Кажется, снова ждала свою постоялицу Мария Степановна и вроде обрадовалась, когда пришла Сидорова.
– А я всё думала-думала, – заговорила хозяйка, – чем угощать тебя. Свёклы натушила. Вкусная вещь, вроде сахара. Ты уж не прогневайся.
Они ужинали, и Мария Степановна рассказывала неторопливо, но грустно.
– А у меня ныне этот начальник по мясу был. Уж так кипел, так кипел – как самовар пыхал. Яйцо, вишь, не сдаю. А я возьми да частушку ему выдай. Вот такую…
Мария Степановна улыбнулась, обнажила щербатый рот, звонким голосом потянула:
Милай Вася, я снеслася
У соседа под крыльцом.
Милай Вася, дай мне руку,
Я не вылезу с яйцом.
Ну что тут было, вроде его корова в зад рогом кольнула. Кричит поросёнком резаным: «Издеваешься, старая!» А какая я тебе старая, говорю, я ещё передком горячая. А он совсем, как собака, рычит. Говорит: «Скотину со двора сведу!» Давай, говорю, действуй. У меня, как у цыгана – в одном кармане вошь на аркане, в другом – блоха на цепи. Ну, он пулей из дома выскочил. Ой, что теперь будет-то!
Кажется, первый раз в Товаркове смеялась открыто Евдокия Павловна. А она, оказывается, потешная, эта Мария Степановна! Ей бы жизнь полегче, посытнее, без потерь – она бы людям такую энергию несла своим смехом, как солнышко теплом начиняла. Не суждено ей, обидела жизнь, а всё равно не сдаётся…
– Ничего не будет, – сказала Евдокия Павловна сквозь смех.
– Нет-нет, ты меня зря успокаиваешь. Власть всё-таки. Разве зря он зубками скрыпел?
– Сточатся они у него.
– Верно говоришь? Хорошо бы, и то норовит в ляжку вцепиться.
Она помолчала, принесла из чулана чугунок со свёклой, поставила на стол.

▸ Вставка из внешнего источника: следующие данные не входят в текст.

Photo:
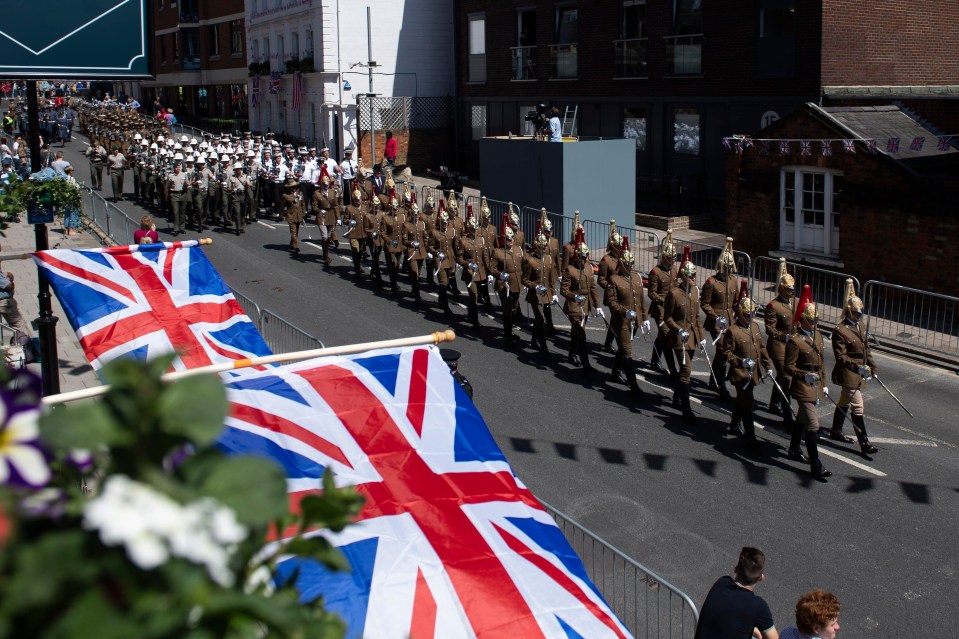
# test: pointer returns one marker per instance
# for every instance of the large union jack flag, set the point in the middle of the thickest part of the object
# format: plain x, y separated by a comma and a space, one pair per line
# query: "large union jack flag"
148, 299
450, 542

– Хлеб-то подавать? – спросила со вздохом.
– А как же…
– Я думала, может быть, домой повезёшь…
– Плохо думала…
Они поужинали, и Мария Степановна сказала задумчиво:
– Неуж-то Сталин не знает? Вот бы ты ему письмецо нацарапала. Так мол и так, Ёсиф Виссарионыч, мытарится народишко, вчистую гибнет. Подкинь ты ему хлебушка, и он в трату державу не даст, как лошадь пахать будет!

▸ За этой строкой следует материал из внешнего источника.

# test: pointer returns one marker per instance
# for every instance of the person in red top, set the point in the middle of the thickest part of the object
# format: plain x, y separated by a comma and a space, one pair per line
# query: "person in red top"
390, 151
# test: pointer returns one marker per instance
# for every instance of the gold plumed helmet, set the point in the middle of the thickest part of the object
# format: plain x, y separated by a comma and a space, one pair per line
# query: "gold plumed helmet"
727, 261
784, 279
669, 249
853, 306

Улеглась Евдокия Павловна пораньше с расчётом завтрашнего отъезда и сегодня уловила тонкий аромат сухого сена. Значит, матрац под ней мхом набит, так мягкую шелковистую траву, похожую на мелкий хвощ, называют в их местности. Растёт он на болотах, на зыбкой почве и источает какой-то сладкий аромат. И сон пришёл сладкий, успокаивающий, хоть и лили в душе холодные ливни.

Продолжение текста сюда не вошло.